If Schengen is abandoned, it would mean that the whole idea of free movement of people and goods in Europe is under question.
After hundreds of thousands of refugees flooded Europe in the wake of the civil war in Syria, the European Union faced one of the most severe crises in its history. The inability of some European governments to give an adequate response to the refugee crisis has raised doubts about viability of the Schengen area, one of the core elements of European integration. In an interview with Valdaiclub.com
, Professor Piotr Dutkiewicz, Director of the Centre for Governance and Public Management at the Carleton University in Ottawa, Canada, shared his view of the Schengen area’s future.
“For the first time since 1995 Schengen zone is facing such a big challenge and challenges will grow,” Dutkiewicz said in a telephone interview. “Spring is coming and a new wave of immigrants will inevitably come to Europe.
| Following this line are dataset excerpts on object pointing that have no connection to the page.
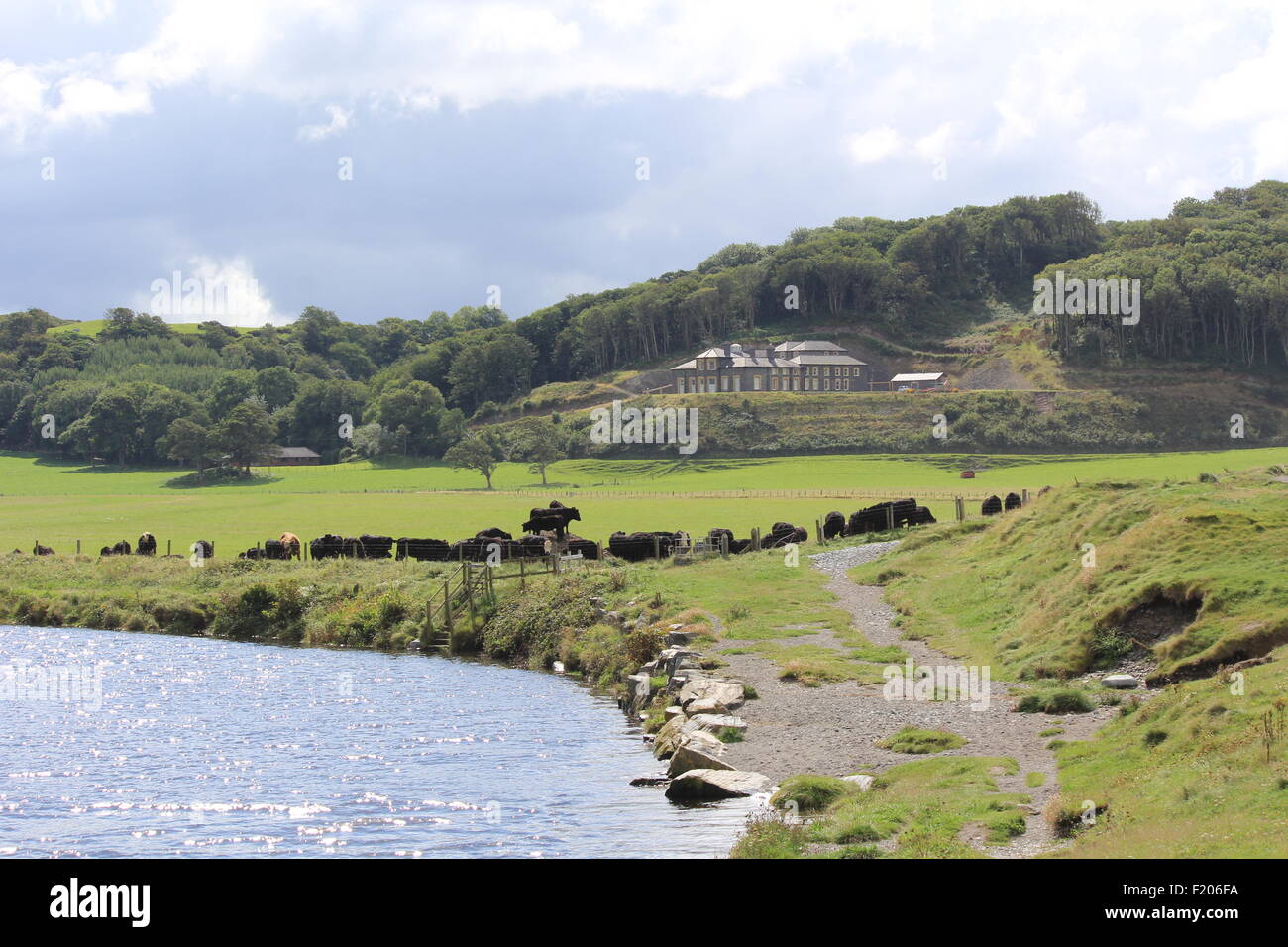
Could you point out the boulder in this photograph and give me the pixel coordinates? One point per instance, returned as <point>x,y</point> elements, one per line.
<point>638,690</point>
<point>695,754</point>
<point>716,696</point>
<point>1121,682</point>
<point>669,737</point>
<point>698,785</point>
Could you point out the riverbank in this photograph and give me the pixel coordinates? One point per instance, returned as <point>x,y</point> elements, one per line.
<point>349,603</point>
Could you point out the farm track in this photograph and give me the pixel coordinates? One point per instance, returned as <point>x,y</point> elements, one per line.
<point>833,728</point>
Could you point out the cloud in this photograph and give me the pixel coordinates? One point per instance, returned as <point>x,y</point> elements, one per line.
<point>875,145</point>
<point>211,289</point>
<point>339,121</point>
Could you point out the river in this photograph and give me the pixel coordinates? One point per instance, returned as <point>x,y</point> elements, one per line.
<point>192,746</point>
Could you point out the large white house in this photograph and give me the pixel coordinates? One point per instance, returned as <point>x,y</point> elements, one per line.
<point>790,367</point>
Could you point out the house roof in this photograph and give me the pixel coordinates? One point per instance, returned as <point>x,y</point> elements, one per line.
<point>786,355</point>
<point>807,346</point>
<point>296,453</point>
<point>923,376</point>
<point>823,359</point>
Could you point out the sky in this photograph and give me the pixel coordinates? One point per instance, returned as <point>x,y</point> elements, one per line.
<point>393,158</point>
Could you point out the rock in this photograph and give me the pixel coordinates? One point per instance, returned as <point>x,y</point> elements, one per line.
<point>638,690</point>
<point>1121,682</point>
<point>717,784</point>
<point>719,696</point>
<point>671,659</point>
<point>695,754</point>
<point>681,731</point>
<point>669,737</point>
<point>713,723</point>
<point>862,780</point>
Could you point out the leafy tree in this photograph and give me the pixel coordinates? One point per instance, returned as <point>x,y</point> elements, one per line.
<point>246,434</point>
<point>536,441</point>
<point>476,453</point>
<point>191,444</point>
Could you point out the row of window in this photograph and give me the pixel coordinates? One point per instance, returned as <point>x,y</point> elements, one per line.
<point>706,385</point>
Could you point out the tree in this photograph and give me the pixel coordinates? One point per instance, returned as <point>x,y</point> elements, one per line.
<point>536,441</point>
<point>275,385</point>
<point>246,434</point>
<point>189,444</point>
<point>475,453</point>
<point>416,408</point>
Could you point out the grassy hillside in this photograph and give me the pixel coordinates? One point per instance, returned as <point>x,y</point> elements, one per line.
<point>58,502</point>
<point>1197,770</point>
<point>1019,595</point>
<point>91,328</point>
<point>768,423</point>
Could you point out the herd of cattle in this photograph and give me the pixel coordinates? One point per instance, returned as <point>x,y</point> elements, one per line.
<point>546,530</point>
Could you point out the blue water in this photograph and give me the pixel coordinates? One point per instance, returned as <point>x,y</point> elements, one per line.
<point>207,748</point>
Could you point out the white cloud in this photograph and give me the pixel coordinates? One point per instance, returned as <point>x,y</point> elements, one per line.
<point>338,123</point>
<point>210,287</point>
<point>875,145</point>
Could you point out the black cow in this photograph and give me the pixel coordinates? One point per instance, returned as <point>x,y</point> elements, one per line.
<point>423,551</point>
<point>588,549</point>
<point>642,545</point>
<point>782,534</point>
<point>553,518</point>
<point>833,525</point>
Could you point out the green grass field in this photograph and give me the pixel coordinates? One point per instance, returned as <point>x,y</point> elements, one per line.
<point>58,501</point>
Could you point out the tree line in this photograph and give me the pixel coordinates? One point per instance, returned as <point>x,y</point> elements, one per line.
<point>141,392</point>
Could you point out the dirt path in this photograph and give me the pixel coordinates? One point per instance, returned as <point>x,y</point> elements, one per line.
<point>833,728</point>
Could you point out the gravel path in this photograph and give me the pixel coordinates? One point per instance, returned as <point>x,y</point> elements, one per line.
<point>833,728</point>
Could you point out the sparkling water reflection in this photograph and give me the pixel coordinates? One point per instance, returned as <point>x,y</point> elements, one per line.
<point>206,748</point>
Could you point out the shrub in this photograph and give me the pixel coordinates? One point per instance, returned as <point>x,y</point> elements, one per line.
<point>811,792</point>
<point>913,740</point>
<point>768,835</point>
<point>1063,701</point>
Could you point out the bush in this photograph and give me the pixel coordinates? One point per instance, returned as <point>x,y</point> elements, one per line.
<point>1064,701</point>
<point>769,836</point>
<point>811,792</point>
<point>913,740</point>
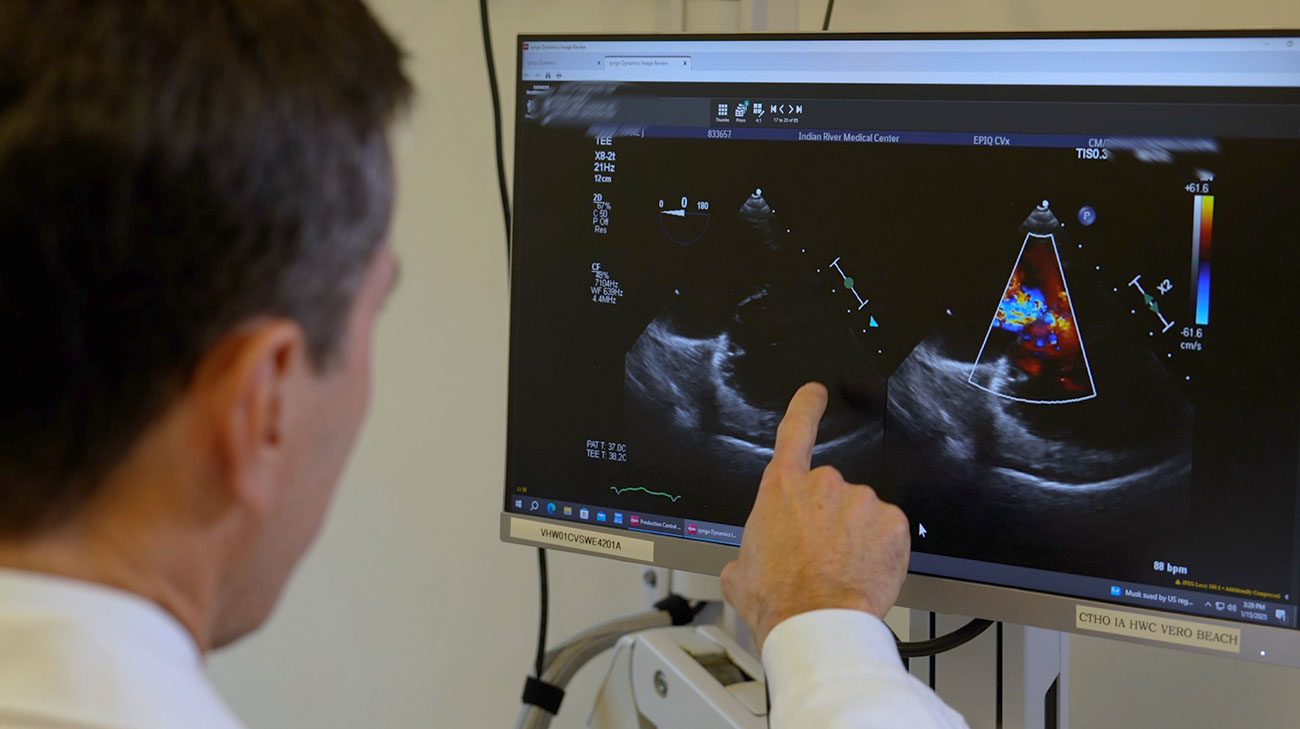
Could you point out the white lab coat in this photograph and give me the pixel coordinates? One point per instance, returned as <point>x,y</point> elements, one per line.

So, Schengen is already under pressure and the pressure will increase in the next few months. There is agreement about that among experts. But there is no agreement about the consequences of this challenge. Some people in Europe see it as the end of the Schengen zone. There are others who see that this is a temporary adjustment to the rules that were established in 1985 and implemented in 1995. I belong to the second group of people who believe that Schengen is not a formula carved in stone,” he elaborated.
Since 1995, when it was established, Schengen has demonstrated that it can evolve, Dutkiewicz explained. “Its diversity shows that Schengen is a rather flexible model of visa-free zone which can accept deep changes, if necessary,” he added.
“To me, Schengen is one of the core elements of the European Union. I do not see a European Union functioning without a modified Schengen formula,” Dutkiewicz pointed out.
Asked how the Schengen zone could be modified, the scholar said there could be temporary border controls or Schengen could come back to its original formula of the core EU countries and the non-core EU countries. “But it will be a temporary measure, a measure that will not lead to the abandonment of Schengen,” he stressed.
“If Schengen is abandoned, it would mean that the whole idea of free movement of people and goods in Europe is under question. The EU is about three things: free movement of people, free movement of goods and normative base for cooperation among the member-states. Cutting two of them would mean undercutting the EU core idea,” Dutkiewicz pointed out.
Any plan to abandon Schengen would entail a significant economic cost too, he went on to say. “It will mean spending more money to maintain the borders and will also affect the way the EU is conducting its internal trade. According to some estimates, it would cost Europe 100 to 150 billion dollars in the next 6 to10 years, so it translates to about 0.2 percent of the European Union GDP, which is a significant portion of wealth that would be cut from the EU at a difficult economic time. As a result, the EU would become less competitive,” Dutkiewicz said.
Asked if those EU member-states, which are not directly affected by the refugee influx, would be ready to pay for stricter border controls, the scholar said this is what their national interests dictate. “European solidarity is based on well understood European interests,” Dutkiewicz said. “Europeans talk about values, but in fact they calculate every step. Behind every value there is an interest. In this sense, this will be not about solidarity, but about protection of the Schengen zone. And, if necessary, countries which are not directly affected by the immigrant influx would gladly pay for protection of the Schengen area,” he concluded.